送還術-召喚術の前身となった正しき術。相手の召喚術を強制的にキャンセルする。ただし、超遠距離やSランクの召喚術は防げない。
サルトビの術・落-下段にのみ高さを無視した移動が可能。ただし、着地後、数ターン移動力低下。
的外れ-距離が離れると間違った対象に命中する可能性大。
身代わりの術・偽-身代わりと入れ替わって攻撃を回避できる……わけではない。身代わり(盾)で被ダメージを減らす。

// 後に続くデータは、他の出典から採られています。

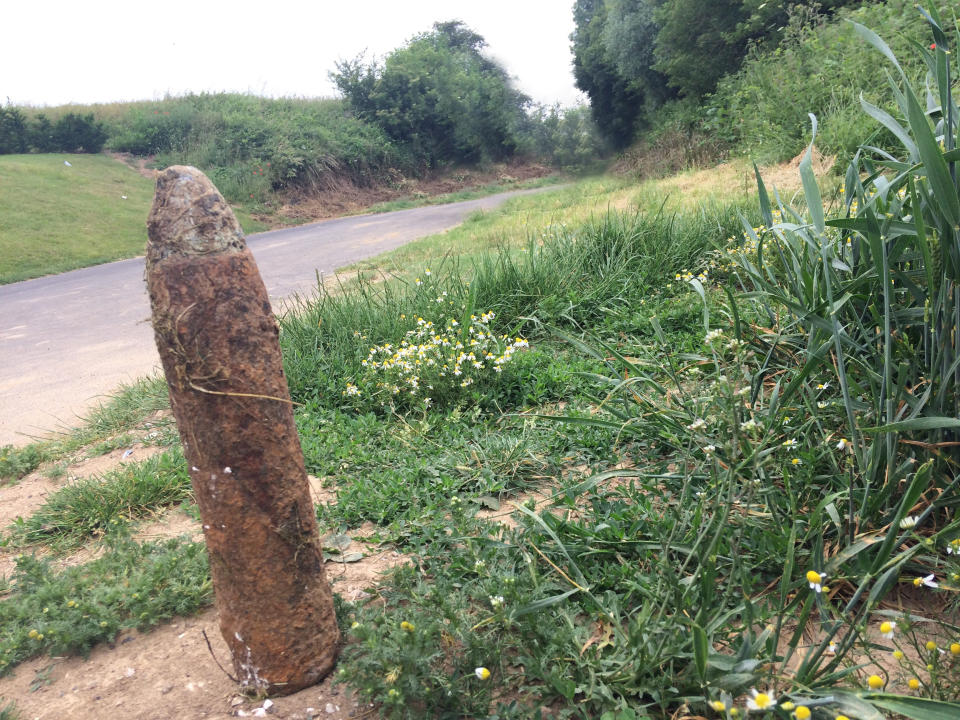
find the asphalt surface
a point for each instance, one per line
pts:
(67, 341)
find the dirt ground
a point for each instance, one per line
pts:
(167, 672)
(337, 198)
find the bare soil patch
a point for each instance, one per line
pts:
(344, 198)
(162, 674)
(168, 672)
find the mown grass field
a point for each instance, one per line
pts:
(55, 217)
(630, 544)
(650, 455)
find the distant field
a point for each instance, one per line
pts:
(55, 217)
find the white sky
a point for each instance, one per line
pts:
(61, 51)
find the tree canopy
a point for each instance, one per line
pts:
(439, 96)
(632, 56)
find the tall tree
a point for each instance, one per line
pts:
(439, 96)
(614, 103)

居合い斬り・不-見よう見真似の居合い斬り。鋭く素早い攻撃が……できる時もある。
フルスイング-横切りタイプの攻撃力が1.2倍になる。
オリ召喚石
<主人公>
ヴァルゼルド-護衛獣の誓約を結ぶことで修得。
召喚魔法名
ユニット召喚:参戦:C:いつでもどこでも「カモン、少佐!」
スパーク:攻撃:C:放電の強化版
衛星攻撃・β:攻撃:B:範囲攻撃
第二兵装:防御:A:協力召喚によって機界ロレイラルからヴァルゼルドの追加兵装を召喚。対物・対魔法シールドを展開。
第三兵装:攻撃:S:協力召喚によって機界ロレイラルからヴァルゼルドの追加兵装を召喚。極太レーザーで薙ぎ払う。